Google investit aujourd'hui dans la santé, demain ils auront peut-être droit de vie ou de mort sur une grande partie de l'humanité. Le plus inquiétant est qu'il y en a que ça n'inquiète pas.
Bonjour,
cette remarque est passionnante. J'y réfléchis depuis ce matin. Et je suis arrivé à la conclusion, partielle, que le fond du problème n'est pas tant l'aspect normatif de la chose, que sa praxis performative. Je m'explique.
En gros, la question qui vous soulevez est celle posée par Jacques Ellul: d'un côté, nous nous méfions des normes et nous ne cessons de lutter contre elles. Mais d'un autre, nous avons besoin d'elles, car ce sont elles qui créent un cadre dans lequel nous pouvons nous entendre, donc vivre ensemble. Autrement dit, bien que nous devons les remettre constamment en question, ces normes sont indispensables. Certains philosophes vont plus loin, comme par exemple Spinoza, et pensent que ces normes sont dans notre nature*. Plus précisément, il est dans notre nature (ontologie) de créer ces normes. Et je pense que la vraie question est donc là: puisque ces normes sont inévitables, la question est de réfléchir à la façon dont nous les créons. Il s'agit donc d'un problème de pratique quotidienne (praxis) et de l'influence que ces pratiques quotidiennes ont sur la construction de ces normes (l'aspect performatif de la praxis).

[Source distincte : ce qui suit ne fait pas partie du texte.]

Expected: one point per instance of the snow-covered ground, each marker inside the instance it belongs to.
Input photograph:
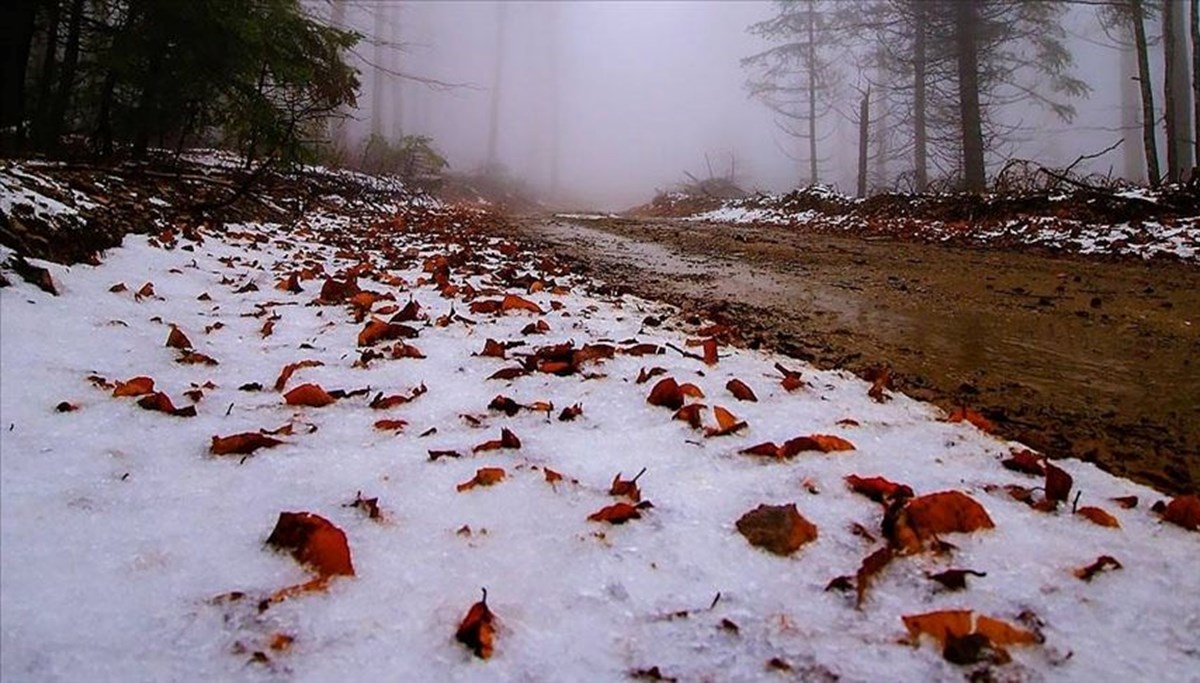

Et cet antagonisme pose tout un tas de problème. Par exemple, prenons le cas d'un individu qui vit dans une société dont les normes ne lui conviennent pas. Il y a trois grandes lignes de conduite. La première, la plus simple, est la fuite. La seconde, la plus répandue, est l'acceptation. Le dernière, est la lutte. Cette dernière est noble, mais c'est la plus difficile. Lutter contre les normes demande de l'énergie et des sacrifices. Par exemple, le fait d'être considéré comme un marginal est un sacrifice. C'est la raison pour laquelle il est préférable de lutter contre une tendance performative avant qu'elle ne devienne une norme.
Lorsque je discute de ces histoires de normes et de praxis performative, j'utilise souvent l'exemple de l'emprunt (d'argent). Lorsqu'on y réfléchit de façon parfaitement objective, le principe de l'emprunt est assez étrange, très peu naturel. Il est aujourd'hui une norme (presque tout le monde est endetté), mais cette norme n'est pas naturelle, et a été créée par une praxis performative. Je suis personnellement d'avis que cette norme là est néfaste, mais comment lutter contre elle? Rien que par mon point de vue, je suis déjà marginalisé, donc mon influence est déjà limitée.
Avec les nouvelles techniques, la construction des normes (l'aspect performatif) est en train d'évoluer. Les algorithmes prennent une part de plus en plus importante dans cette construction, et c'est peut-être ce qu'il y a de plus inquiétant. Certains chercheurs planchent dessus, mais c'est extrêmement complexe. Ici par exemple, une étude intéressante de Antoinette Rouvoy:
clic.
Enfin bref, tout ceci est passionnant mais pour ma part, j'ai plus de questions que de réponses...
* cette distinction entre nature et condition (ontologie et contingence) peut paraître inutile, mais elle est en fait primordiale. Il est en effet indispensable de distinguer la cause et la conséquence (le symptôme et la maladie).